Goodwin's funeral procession in Cumberland stretched for
over a mile. Thousands came out to bid
farewell to their fallen comrade. In Vancouver a general strike
was called in protest of the murder. On August 2nd 1918,
thousands of workers in Vancouver and across
Vancouver Island downed tools in Canada's first General Strike.
The
Second Assassination of Ginger Goodwin
There is much debate over the life and
death of Ginger Goodwin. The reformist wing
of the labour movement has attempted to paint Ginger Goodwin as a pacifist and
a reformist. We believe that this
amounts to nothing less than a second assassination. There is an old saying in the labour
movement, "You cannot kill an idea". But
this is precisely what is being attempted.
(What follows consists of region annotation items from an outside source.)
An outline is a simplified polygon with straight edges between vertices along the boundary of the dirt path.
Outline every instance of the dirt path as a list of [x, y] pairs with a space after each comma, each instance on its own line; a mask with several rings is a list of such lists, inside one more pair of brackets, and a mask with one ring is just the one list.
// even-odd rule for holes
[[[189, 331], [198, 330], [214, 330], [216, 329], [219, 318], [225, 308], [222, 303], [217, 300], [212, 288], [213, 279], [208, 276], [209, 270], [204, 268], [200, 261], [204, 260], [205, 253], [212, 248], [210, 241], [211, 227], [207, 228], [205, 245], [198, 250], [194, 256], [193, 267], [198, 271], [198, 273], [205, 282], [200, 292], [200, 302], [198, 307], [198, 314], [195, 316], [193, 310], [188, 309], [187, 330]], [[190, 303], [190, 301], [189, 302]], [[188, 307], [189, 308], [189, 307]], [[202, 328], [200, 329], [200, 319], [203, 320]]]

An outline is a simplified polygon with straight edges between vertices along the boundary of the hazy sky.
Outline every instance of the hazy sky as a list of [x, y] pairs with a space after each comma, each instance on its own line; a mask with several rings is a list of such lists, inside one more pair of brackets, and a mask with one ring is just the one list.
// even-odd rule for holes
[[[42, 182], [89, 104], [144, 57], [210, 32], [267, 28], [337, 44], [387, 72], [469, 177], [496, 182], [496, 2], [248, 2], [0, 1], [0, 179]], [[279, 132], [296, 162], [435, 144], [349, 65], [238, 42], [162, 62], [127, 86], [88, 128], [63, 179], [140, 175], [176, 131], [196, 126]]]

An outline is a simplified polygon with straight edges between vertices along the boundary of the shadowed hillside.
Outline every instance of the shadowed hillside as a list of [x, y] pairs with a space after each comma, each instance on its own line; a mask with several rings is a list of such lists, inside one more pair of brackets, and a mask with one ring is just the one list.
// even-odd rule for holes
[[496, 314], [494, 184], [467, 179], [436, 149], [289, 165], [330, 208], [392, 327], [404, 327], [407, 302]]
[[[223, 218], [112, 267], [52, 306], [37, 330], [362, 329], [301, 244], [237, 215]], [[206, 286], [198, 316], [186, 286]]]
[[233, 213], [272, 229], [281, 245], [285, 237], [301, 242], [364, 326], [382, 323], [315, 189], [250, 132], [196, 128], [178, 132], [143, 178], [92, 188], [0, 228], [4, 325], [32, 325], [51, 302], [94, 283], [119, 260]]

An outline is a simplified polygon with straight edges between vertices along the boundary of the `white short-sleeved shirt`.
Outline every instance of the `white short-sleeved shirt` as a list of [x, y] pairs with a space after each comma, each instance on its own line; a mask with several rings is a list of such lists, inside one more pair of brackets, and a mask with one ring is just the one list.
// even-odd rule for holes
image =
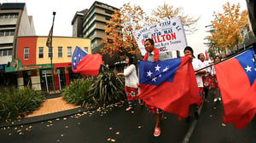
[[124, 76], [125, 77], [125, 85], [131, 88], [137, 88], [138, 77], [136, 72], [135, 65], [131, 64], [124, 69]]
[[[192, 65], [193, 65], [194, 71], [197, 71], [199, 69], [205, 67], [205, 65], [203, 64], [203, 62], [195, 58], [193, 59]], [[197, 86], [203, 88], [204, 84], [202, 82], [202, 76], [197, 74], [197, 75], [195, 75], [195, 77], [196, 77]]]

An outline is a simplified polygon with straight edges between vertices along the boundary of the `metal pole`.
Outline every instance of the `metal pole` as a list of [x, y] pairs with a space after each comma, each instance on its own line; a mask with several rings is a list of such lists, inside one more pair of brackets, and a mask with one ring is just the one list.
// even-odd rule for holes
[[47, 83], [47, 77], [46, 77], [47, 72], [46, 72], [46, 71], [44, 71], [44, 77], [45, 77], [46, 89], [47, 89], [47, 93], [49, 94], [48, 83]]
[[54, 89], [54, 93], [55, 93], [55, 79], [54, 79], [54, 69], [53, 69], [53, 65], [52, 65], [52, 56], [53, 56], [53, 47], [52, 47], [52, 35], [53, 35], [53, 27], [54, 27], [54, 23], [55, 23], [55, 14], [56, 12], [53, 12], [53, 21], [52, 21], [52, 34], [51, 34], [51, 41], [50, 41], [50, 68], [51, 68], [51, 79], [52, 79], [52, 83], [53, 83], [53, 89]]

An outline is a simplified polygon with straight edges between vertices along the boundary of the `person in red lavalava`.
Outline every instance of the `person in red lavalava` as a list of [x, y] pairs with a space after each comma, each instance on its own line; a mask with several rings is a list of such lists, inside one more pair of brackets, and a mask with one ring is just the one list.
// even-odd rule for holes
[[[147, 53], [145, 54], [143, 60], [148, 61], [159, 61], [159, 60], [166, 60], [172, 58], [169, 55], [169, 53], [160, 53], [158, 49], [154, 48], [154, 40], [148, 38], [146, 39], [144, 43], [145, 49]], [[160, 134], [160, 120], [163, 118], [163, 111], [155, 106], [152, 106], [150, 105], [145, 104], [145, 106], [149, 110], [150, 112], [155, 113], [155, 126], [154, 131], [154, 136], [159, 136]]]

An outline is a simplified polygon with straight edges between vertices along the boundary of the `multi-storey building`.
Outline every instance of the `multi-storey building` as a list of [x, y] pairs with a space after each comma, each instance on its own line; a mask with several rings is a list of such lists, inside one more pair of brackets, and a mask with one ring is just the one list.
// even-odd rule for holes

The quotes already listed above are more than enough to show Ginger's
commitment to the revolutionary transformation of society and the overthrow of
the capitalist system.
Of particular note is the new children's novel
"Red Goodwin", a historical fiction by John Wilson. In the opening pages of the book it reads
"Lest we forget - Ginger Goodwin - Shot July 26 - 1918
- A workers friend. Apart the missing
apostrophe, there are two mistakes on the headstone. The hammer and sickle shouldn't be
there. The man who lies below the symbol
wasn't a communist - there wasn't even a communist party in Canada when he lived. It was added when the gravestone was erected
in the thirties and the communists were looking for heroes. The date is wrong too. Ginger wasn't shot on July 26. It was July 27, another Saturday."
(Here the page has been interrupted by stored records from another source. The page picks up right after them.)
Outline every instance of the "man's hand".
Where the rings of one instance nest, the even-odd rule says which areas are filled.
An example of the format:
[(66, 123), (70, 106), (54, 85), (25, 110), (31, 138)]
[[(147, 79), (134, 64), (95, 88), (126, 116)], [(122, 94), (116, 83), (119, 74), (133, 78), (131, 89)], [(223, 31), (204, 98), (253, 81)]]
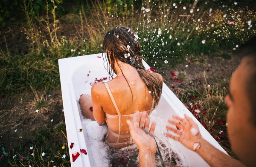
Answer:
[[(131, 135), (140, 152), (149, 151), (155, 154), (157, 150), (157, 145), (154, 138), (147, 134), (142, 129), (144, 128), (148, 131), (150, 117), (147, 115), (146, 112), (143, 112), (140, 120), (140, 112), (137, 112), (134, 115), (133, 123), (127, 120)], [(156, 127), (155, 122), (153, 122), (149, 132), (152, 135)]]
[(176, 135), (174, 135), (166, 133), (166, 136), (180, 142), (189, 149), (197, 151), (201, 147), (203, 138), (199, 132), (198, 127), (192, 119), (184, 115), (185, 119), (177, 116), (173, 115), (175, 121), (169, 119), (168, 122), (173, 127), (166, 126), (166, 128)]

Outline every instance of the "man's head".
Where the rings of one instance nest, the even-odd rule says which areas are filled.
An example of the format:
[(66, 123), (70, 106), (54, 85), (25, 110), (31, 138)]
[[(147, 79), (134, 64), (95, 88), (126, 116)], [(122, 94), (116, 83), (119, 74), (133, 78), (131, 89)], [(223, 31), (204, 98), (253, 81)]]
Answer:
[(226, 99), (231, 147), (248, 166), (256, 165), (256, 42), (254, 38), (241, 47), (244, 58), (231, 78)]

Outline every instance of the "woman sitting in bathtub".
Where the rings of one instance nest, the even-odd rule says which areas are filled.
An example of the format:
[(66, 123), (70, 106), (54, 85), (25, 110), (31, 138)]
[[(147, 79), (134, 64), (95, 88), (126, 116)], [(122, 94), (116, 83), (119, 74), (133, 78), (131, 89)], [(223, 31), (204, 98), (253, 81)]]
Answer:
[(109, 146), (121, 148), (134, 143), (126, 120), (132, 120), (136, 111), (150, 114), (160, 99), (163, 79), (160, 74), (145, 70), (138, 36), (130, 29), (116, 27), (108, 32), (103, 47), (110, 63), (109, 73), (112, 78), (113, 71), (117, 76), (93, 85), (91, 100), (83, 95), (79, 103), (86, 118), (100, 125), (107, 124), (105, 142)]

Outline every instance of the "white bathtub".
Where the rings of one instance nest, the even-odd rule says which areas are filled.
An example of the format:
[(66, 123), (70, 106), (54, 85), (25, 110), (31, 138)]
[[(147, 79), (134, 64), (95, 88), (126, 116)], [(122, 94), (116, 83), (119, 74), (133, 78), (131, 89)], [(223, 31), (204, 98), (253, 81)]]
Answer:
[[(88, 144), (85, 128), (83, 129), (81, 123), (83, 117), (80, 111), (78, 101), (81, 94), (90, 94), (90, 84), (91, 82), (93, 82), (96, 78), (99, 79), (108, 77), (108, 74), (103, 65), (102, 56), (102, 54), (101, 53), (58, 60), (67, 141), (69, 146), (71, 142), (74, 143), (72, 149), (69, 147), (72, 167), (96, 166), (93, 162), (95, 160), (92, 157), (92, 154), (90, 154), (93, 148), (90, 148)], [(147, 69), (149, 68), (145, 63), (144, 65)], [(89, 75), (87, 77), (88, 74)], [(186, 113), (198, 125), (202, 136), (205, 139), (227, 154), (164, 83), (162, 97), (156, 112), (157, 116), (162, 119), (165, 126), (167, 124), (167, 120), (171, 118), (172, 115), (183, 117)], [(84, 130), (81, 132), (79, 131), (81, 128)], [(182, 152), (189, 167), (209, 166), (196, 153), (187, 149), (178, 141), (172, 142), (175, 143)], [(85, 149), (88, 154), (85, 155), (81, 153), (80, 149)], [(80, 155), (73, 162), (72, 154), (75, 151), (79, 153)]]

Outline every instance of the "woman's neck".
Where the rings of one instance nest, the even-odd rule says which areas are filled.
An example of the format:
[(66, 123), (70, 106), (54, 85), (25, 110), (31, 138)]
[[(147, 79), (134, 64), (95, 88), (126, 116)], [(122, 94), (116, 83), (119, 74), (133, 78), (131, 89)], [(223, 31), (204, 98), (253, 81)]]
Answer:
[(127, 63), (122, 62), (120, 60), (115, 61), (114, 66), (115, 69), (117, 73), (117, 75), (122, 74), (122, 72), (123, 73), (124, 71), (127, 71), (134, 68), (134, 67), (131, 65)]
Although John Wilson is right about the
error in the date and the fact that the gravestone wasn't erected until the
thirties, it is undeniable that Ginger Goodwin was in fact a communist. His whole life was a whirlwind of organizing,
writing and speaking for the overthrow of the capitalist system. True, there was no communist party in Canada
at the time. It was founded in May 1921 mainly
by members of the Socialist Party of Canada (which Ginger ran as a candidate
for), the One Big Union, the Socialist Labour Party and the Industrial Workers
of the World. The formation of the
Communist Party wasn't the beginning of communism in Canada; it was simply the first time
the communist movement achieved a truly national unified organization.
It is certainly true that the Communist
Party of Canada was searching for heroes in the 1930's when it erected the
headstone on Ginger's grave. But this
was only after the Stalinists had consolidated control over the CP. Ginger Goodwin's life was a model of the real
fighters for socialism. Those heroes of
the labour movement who built the early trade unions in BC's coal mines, organized
under the banner of the Socialist Party of Canada, formed the Communist Party
of Canada and fought against the Stalinists for the dignity of the Russian
Revolution. Ginger didn't live to see
the formation of the CP, or its deformation, but we think it is very clear
where he stood.
An article by Ginger Goodwin in the November 22, 1913 edition
of the Western Clarion read
"The time for revolution is rotten ripe, but the mind
of the vast majority is not ready and the struggle takes on the form of an
intellectual one for the possession of the mind of the working class.
The forces that make for this struggle are represented
for the capitalist class by the institutions of the pulpit, press, army and
navy, YMCAs and so forth. The
proletarians have at their disposal the teachings of Socialism, the materialist
conception of history..."
The words of Ginger Goodwin make it
perfectly clear where he stood. Ginger
was a revolutionary Marxist organizer.
We take it upon ourselves to rescue the name of Albert "Ginger"
Goodwin. The comrades of Fightback and the International Marxist Tendency
will fight for the real history of this outstanding comrade. The best monument we can build to Ginger
Goodwin is to achieve his dream: to "line up in the great world wide movement
of socialism and use the concerted action of all workers to wrest from the
master-class the means of wealth production."